Three linden espaliers of great age would form a backdrop to this small garden. The green wall they would provide would take up little space, and would screen the clunky boulders and grade changes from view. Enclosing a small space makes for a feeling of intimacy. And the room would need some furnishing.
Three linden espaliers, each about 10 feet wide, completely covered the back. It would be up to my client to decide whether to maintain the horizontal pattern of the branches, or let the the twiggy growth make a solid wall of leaves. Green velvet boxwood organizes the ground plane. The precipitous drop to the rear yard is shielded from view by a hedge of Thuja Nigra that matched the hedge already in place on the street side. Flat and safe spaces are friendly to people.

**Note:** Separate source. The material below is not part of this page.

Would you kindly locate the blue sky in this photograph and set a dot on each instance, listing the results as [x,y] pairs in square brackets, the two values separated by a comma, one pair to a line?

As for the mulch pile we had scraped up-that would be used to mulch the new plantings.
Decomposed granite walkways make it easy to navigate the space. The color is easy on the eye, but provides strong contrast to the green elements. There is no reason a small space cannot be a lively and interesting space.
A simple arrangement of plant material and gravel finishes the landscaping portion of the project. Now what?
From inside the house, a generously proportioned bench makes the space look inviting. The placement of the bench implies there will be something of interest to see. I thought that old French vase might be just the thing.
The colors of each compliment one another. The placement of a large element in a small space can be dramatic.

The view from the bench side is in scale with the size of the house. Should I plant very tall? Short and wide? With what? It will take some time and thought to get the planting just right.












I could easily picture Gertrude Jekyll perched on this old English wood garden bench. Wearing a long skirt, a cardigan, and serviceable brogans, I can hear her in dignified fashion holding forth on some garden design topic or another with as much energy as authority. This straight-backed bench, of slight design and simple materials, is unmistakably English in origin. I have never been to Britain, and I know few people of British extraction-but I have looked at vintage and antique English garden furniture long enough to successfuly guess its origin. 
This decidedly English style high backed bench of utterly simple design is a contemporary piece that seems authentic to the culture of its origin. It used to be there were no designers, just craftspeople with good sense about proportion, practicality, and sturdy construction. What worked was also beautiful. This bench doesn’t try too hard. No doubt it will be in service a very long time, given its heft. Its visual heft makes it a good candidate for a special spot in a garden. It could just as easily hold a number of people waiting for a bus, or a pile of kids intent on climbing it.
Sir Edwin Lutyens was a British architect of great renown whose practice spanned the late 19th century and early 2oth century. Gardeners all over the world know of him, from his association with Gertrude Jekyll. Her steadfast support of his career, and the projects upon which they collaborated are well documented. The most beautiful bench of his design might be the Hestercombe bench, but the bench most often associated with his name is known as the Lutyens bench. The distinctively curved back and scrolled arms have been the inspiration for subsequent English bench-makers; this version is a beauty.
Many of our antique and vintage pieces come from dealers in England. Most of them represent garden objects from of other countries, not just their own. As much as the English gardener of my imagination is keenly interested in plants of all sizes, species and habit, the antique dealers we buy from with are game for anything that might endow a garden with beauty and history.
However, one must go to England to find English garden benches. Their modest and sturdy look is so appealing. Even the old benches clearly have many years of service yet to come. A colony of pale green lichens found a home on this bench-no doubt the result of many years of service in some English garden blessed with regular rain.
This quietly elegant spindle back bench is likewise mottled with colonies of this lichen and that moss. Its timeworn surface and low key design made it so easy to incorporate into a garden. British wood benches are team players.
This old painted bench had sustained some dry rot from years of contact with the ground. We stabilized the legs from underneath, and placed it on a gravel terrace. Though 70 years old, I think my clients will enjoy it a good many more years. Painted furniture in a garden has a charm all its own. The frilly skirt and the angled back of this bench is a departure in form from most English benches I have known and loved-but how I like it.